Council tries to mend fences on changing boundaries Recalling the night that Sheila Dixon let the shoe drop

When time mercifully causes all else to fade from memory about the great racial debate of 1991, the vision of a shoeless Sheila Dixon will unfortunately remain.

While the city councilwoman from West Baltimore did not literally put her foot in her mouth the other night, she did remove her shoe and wave it in the faces of her white colleagues and declare:


"You've been running things for the last 20 years. Now the shoe is on the other foot. See how you like it."

In so doing, Dixon performed that rare feat of saying exactly the right thing in exactly the wrong manner -- and thus pointed out the festering sore that race relations still remain, years after many imagined it would heal itself through hard work and good will and diplomacy.


Dixon, who is black, spoke bluntly of an undeniable truth: As the city of Baltimore has shifted over the past 25 years from majority white to majority black, its political representation has unfairly stayed majority white.

Now there is a plan afoot -- sponsored by black council members -- to redraw the city's councilmanic districts, moving much of white South Baltimore's 6th District and predominantly white areas of Northeast Baltimore's 3rd District to the east side's 1st District.

The result would be a 1st District that is overwhelmingly white -- by some estimates, about 80 percent -- while effectively making the otherfive city districts majority black.

There may be a thin line here between political redistricting and the ghettoizing of whites.

When Sheila Dixon stuck her shoe in white council members' faces the other night, she summed up all the fears that have hung like a cloud over this city for the past quarter-century: that, as the balance of power shifts, people of different races still have to learn to live with one another, that the generations to come should not repeat the sins of the generations that preceded them, reversing only the skin color of the sinners.

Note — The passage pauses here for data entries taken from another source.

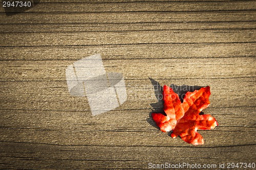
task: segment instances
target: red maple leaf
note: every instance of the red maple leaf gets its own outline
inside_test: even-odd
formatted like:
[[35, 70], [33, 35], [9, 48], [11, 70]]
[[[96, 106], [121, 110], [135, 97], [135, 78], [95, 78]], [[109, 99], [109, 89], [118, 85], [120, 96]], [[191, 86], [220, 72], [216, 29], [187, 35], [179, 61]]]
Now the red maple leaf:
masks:
[[209, 114], [200, 115], [210, 104], [210, 87], [199, 90], [188, 91], [181, 103], [178, 94], [169, 87], [163, 86], [163, 110], [166, 114], [152, 113], [152, 118], [163, 132], [173, 130], [172, 137], [178, 136], [185, 142], [194, 145], [204, 143], [198, 129], [209, 130], [218, 125], [215, 118]]

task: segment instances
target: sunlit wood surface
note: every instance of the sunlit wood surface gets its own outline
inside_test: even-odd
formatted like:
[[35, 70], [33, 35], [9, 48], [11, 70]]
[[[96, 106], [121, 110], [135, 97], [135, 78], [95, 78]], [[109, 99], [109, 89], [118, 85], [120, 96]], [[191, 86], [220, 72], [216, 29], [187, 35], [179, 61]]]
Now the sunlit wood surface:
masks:
[[[255, 163], [255, 1], [70, 2], [9, 16], [0, 8], [0, 168]], [[69, 94], [65, 70], [95, 54], [123, 74], [127, 98], [93, 116], [87, 98]], [[149, 78], [211, 87], [204, 112], [219, 126], [200, 131], [204, 145], [152, 125]]]

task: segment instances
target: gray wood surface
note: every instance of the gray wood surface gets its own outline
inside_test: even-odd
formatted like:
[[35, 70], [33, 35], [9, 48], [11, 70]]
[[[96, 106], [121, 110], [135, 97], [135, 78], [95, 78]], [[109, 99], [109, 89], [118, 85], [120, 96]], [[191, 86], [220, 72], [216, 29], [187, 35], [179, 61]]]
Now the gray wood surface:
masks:
[[[255, 1], [42, 0], [10, 16], [1, 7], [0, 168], [256, 163], [255, 29]], [[65, 70], [95, 54], [123, 74], [127, 98], [93, 116]], [[204, 145], [153, 126], [149, 78], [211, 87], [204, 112], [219, 126], [200, 131]], [[243, 169], [253, 168], [232, 168]]]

"This is a council that works so well together," said South Baltimore Councilman Joe DiBlasi, looking around a packed council chamber Tuesday night, "that we're not afraid to have a kitchen fight in public. It's a healthy process, in its way, like a family. But, when Sheila Dixon raised her shoe, it was like, 'We're gonna conquer you.' "

"I'm not being self-righteous, but my whole career is based on integration," added Northeast Baltimore Councilman Bill Cunningham. "And suddenly I've got Dixon yelling at me, 'You're responsible for the last 200 years. You're the problem.' What in the world is she talking about?"

Cunningham knows what she's talking about. The question is: Why is she saying it so badly, and so randomly, in such fragile times?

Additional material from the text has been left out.